Bond grew up in Venice, Calif. While attending college he interviewed with Disney and Hanna-Barberra for a career in animation but found little demand so he chose technical illustration. He worked for ITT, Boeing and Hughes Aircraft in the late 1960s but he was bored.
“I had a light blue Volkswagen station wagon,” he said. “I taped off half of it and began playing with the striping brush. I used the wrong paint and didn’t know what I was doing.” But he learned control of the brush and started striping Volkswagen Beetles at local dealerships. “Bugs were the easiest cars to stripe because the grooves in the hood were easy to follow with a brush,” he said.
Bond opened a studio in 1970 and began striping for top restoration shops such as Hill and Vaughn Restorations (Phil Hill was a Formula One Champion in 1961), customizer George Barris, several Hollywood personalities and prestigious museums such as the Nethercutt Museum. J.B. Nethercutt, one of the owners of Merle Norman cosmetics, used to watch with great fascination as Bond would stripe a car for him. One day Bond said, “The reason you like to watch me stripe is because it’s like putting eyeliner on a girl before you take her picture.”
In 1996, Bond and his family left California and moved to Lee’s Summit, creating positive changes for his family because they are closer to their roots. His father was from Arkansas.
In many ways, Bond is a Renaissance man who has mastered several skills. He sold computerized striping designs back in the 1970s and learned to cut complicated design templates out of vinyl using a computer and large plotter so he could paint conversion vans in half the time. He also learned to silk-screen t-shirts and worked with the first company to print photos on t-shirts for the LA Lakers.

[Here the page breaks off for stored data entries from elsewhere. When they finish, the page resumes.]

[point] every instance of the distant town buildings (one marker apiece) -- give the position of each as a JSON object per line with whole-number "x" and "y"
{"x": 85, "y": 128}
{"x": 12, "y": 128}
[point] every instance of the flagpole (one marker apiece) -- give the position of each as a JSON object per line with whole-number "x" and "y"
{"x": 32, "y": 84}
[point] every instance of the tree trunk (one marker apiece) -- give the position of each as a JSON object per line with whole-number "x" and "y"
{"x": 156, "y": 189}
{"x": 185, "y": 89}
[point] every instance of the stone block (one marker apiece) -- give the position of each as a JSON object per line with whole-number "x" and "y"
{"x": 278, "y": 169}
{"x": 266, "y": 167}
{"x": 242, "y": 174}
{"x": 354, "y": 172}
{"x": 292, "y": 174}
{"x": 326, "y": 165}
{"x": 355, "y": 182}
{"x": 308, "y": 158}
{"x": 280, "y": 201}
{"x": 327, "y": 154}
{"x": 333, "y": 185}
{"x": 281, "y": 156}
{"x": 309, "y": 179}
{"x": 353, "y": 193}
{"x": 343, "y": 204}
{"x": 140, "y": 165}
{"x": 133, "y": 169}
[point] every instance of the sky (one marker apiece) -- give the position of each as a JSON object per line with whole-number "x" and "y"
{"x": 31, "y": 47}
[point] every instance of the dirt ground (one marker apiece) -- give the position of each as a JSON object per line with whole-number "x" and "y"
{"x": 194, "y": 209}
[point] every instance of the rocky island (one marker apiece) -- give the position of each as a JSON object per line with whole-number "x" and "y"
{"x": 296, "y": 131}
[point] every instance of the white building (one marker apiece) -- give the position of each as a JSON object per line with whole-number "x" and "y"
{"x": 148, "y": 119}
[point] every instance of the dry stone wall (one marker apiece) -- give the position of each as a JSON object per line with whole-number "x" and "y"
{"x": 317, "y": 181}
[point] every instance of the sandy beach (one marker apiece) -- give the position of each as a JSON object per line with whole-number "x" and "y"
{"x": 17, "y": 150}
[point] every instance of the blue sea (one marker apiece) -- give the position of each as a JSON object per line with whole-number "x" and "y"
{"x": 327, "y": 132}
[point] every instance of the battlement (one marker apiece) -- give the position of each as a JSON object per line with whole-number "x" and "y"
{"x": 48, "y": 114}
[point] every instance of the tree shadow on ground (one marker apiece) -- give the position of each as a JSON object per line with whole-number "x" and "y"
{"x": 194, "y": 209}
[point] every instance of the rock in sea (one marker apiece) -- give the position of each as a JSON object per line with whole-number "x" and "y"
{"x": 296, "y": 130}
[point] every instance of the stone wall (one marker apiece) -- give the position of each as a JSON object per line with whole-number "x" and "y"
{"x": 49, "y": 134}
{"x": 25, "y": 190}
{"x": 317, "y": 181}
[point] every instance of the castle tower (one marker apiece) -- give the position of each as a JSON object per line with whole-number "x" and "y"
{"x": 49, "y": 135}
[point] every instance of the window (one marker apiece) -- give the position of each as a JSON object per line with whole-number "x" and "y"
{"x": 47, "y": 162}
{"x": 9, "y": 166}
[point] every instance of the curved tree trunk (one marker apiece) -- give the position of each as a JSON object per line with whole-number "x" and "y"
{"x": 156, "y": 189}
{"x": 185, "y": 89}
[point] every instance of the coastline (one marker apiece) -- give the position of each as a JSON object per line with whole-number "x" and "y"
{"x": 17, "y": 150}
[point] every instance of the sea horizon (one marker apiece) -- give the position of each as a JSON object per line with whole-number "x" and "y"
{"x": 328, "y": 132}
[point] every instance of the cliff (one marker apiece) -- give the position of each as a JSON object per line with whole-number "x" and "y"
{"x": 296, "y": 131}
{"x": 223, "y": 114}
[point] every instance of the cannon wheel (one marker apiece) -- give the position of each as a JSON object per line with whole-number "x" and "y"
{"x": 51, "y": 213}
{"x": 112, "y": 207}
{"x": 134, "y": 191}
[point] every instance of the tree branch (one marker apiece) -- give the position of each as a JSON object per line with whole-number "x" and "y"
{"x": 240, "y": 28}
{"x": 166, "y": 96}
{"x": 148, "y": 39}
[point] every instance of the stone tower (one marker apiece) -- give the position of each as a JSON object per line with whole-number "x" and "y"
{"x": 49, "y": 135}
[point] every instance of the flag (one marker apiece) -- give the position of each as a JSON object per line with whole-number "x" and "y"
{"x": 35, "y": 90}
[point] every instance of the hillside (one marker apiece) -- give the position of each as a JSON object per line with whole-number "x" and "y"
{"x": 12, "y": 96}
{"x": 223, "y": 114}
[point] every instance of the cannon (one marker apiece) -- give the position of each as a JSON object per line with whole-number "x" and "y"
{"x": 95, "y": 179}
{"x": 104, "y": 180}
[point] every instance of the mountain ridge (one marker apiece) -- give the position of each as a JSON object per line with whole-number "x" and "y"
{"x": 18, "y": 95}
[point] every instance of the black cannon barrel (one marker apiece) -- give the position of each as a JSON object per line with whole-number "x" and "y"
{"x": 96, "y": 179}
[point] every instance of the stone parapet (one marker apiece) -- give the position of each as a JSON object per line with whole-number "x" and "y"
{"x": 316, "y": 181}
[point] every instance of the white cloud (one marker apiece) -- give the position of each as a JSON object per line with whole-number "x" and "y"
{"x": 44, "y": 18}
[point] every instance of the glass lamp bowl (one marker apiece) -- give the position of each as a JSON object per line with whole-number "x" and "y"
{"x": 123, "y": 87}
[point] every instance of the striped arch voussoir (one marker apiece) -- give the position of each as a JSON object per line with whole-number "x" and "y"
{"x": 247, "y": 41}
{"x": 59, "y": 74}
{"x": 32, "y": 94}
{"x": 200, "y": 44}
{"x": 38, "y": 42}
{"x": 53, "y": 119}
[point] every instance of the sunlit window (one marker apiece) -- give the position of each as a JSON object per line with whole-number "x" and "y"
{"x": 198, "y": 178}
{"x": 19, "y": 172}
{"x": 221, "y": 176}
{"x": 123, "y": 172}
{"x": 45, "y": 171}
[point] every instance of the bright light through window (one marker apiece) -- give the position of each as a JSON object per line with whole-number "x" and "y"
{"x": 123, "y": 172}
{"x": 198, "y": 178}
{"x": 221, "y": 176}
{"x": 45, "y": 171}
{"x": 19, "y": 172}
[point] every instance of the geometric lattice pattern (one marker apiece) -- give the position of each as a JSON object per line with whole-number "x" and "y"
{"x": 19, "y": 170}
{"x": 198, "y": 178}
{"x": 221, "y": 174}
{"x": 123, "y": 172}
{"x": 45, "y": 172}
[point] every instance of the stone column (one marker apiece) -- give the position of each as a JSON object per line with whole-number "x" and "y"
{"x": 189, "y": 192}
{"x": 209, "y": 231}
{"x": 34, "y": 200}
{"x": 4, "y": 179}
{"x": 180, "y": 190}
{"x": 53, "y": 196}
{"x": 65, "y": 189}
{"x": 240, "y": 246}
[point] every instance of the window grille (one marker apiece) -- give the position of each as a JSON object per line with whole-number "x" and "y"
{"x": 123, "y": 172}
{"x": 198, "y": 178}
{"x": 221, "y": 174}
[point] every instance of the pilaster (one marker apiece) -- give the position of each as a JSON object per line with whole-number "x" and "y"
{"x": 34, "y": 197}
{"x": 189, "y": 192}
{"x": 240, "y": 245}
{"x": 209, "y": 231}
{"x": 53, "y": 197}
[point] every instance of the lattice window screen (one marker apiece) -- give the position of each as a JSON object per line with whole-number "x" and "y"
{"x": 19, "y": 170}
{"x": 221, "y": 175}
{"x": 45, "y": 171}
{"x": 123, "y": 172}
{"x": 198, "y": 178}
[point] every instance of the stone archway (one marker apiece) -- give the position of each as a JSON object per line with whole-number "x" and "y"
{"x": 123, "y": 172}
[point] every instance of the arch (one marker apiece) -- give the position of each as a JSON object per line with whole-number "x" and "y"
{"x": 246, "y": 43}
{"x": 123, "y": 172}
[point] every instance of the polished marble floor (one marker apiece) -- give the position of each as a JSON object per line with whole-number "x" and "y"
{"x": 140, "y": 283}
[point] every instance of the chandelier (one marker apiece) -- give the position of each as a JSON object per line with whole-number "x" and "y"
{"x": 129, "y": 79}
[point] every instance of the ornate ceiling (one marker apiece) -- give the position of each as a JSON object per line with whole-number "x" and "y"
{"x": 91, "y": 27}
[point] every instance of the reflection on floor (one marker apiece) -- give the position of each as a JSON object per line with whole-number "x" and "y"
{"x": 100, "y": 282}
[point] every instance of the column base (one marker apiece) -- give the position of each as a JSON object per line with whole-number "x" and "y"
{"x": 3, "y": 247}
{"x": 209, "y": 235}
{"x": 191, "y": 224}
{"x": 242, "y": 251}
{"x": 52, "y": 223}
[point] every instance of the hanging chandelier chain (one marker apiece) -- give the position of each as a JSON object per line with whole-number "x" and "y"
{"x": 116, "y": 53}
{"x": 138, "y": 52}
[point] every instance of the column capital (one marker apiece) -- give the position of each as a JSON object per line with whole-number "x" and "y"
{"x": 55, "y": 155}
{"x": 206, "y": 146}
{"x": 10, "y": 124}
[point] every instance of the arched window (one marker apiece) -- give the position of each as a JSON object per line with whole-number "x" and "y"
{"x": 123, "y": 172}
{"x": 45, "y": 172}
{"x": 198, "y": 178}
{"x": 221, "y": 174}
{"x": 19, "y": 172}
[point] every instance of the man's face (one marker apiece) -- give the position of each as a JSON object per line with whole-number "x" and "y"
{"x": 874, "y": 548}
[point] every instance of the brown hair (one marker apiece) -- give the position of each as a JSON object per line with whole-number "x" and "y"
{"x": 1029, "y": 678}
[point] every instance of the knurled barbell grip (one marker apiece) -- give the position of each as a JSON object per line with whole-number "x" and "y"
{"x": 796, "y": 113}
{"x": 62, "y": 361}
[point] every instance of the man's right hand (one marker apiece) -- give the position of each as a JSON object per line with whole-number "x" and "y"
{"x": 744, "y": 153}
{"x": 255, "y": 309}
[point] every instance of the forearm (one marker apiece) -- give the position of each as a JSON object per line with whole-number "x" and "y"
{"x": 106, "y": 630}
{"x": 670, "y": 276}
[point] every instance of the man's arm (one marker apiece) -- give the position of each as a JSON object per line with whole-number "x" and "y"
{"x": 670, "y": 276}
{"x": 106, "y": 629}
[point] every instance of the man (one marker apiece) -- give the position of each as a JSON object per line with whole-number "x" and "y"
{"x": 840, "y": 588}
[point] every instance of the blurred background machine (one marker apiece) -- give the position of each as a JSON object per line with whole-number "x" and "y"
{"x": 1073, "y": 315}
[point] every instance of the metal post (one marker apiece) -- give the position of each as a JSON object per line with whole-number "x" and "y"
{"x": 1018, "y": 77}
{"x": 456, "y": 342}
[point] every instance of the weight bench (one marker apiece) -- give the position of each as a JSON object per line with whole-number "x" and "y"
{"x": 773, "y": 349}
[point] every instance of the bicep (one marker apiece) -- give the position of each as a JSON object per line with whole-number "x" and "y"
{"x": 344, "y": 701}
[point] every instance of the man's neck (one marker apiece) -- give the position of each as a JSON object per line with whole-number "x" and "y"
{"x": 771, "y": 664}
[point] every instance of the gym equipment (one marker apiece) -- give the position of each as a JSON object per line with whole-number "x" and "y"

Bond loves to teach and has been instrumental in encouraging other stripers to share their talents. He founded the Pinheads Pinstriper’s Association in 1992 and today, at many car shows, you can see its members striping items to be auctioned off for charity. Bond once received $3,600 for a toilet seat he striped as an Ed “Big Daddy” Roth tribute. Over the years the group has donated about $2 million to charity.
Because he wants to “save the art” and keep it alive, Bond and his wife, Jennifer, have, for 15 years, produced AutoArt International Magazine “devoted to the entire art form of vehicle decorating and more.” Visit bobbondart.com to see examples of his work.
“I want other people to do what I do and make a living,” he said. “The more you give, the more you get.”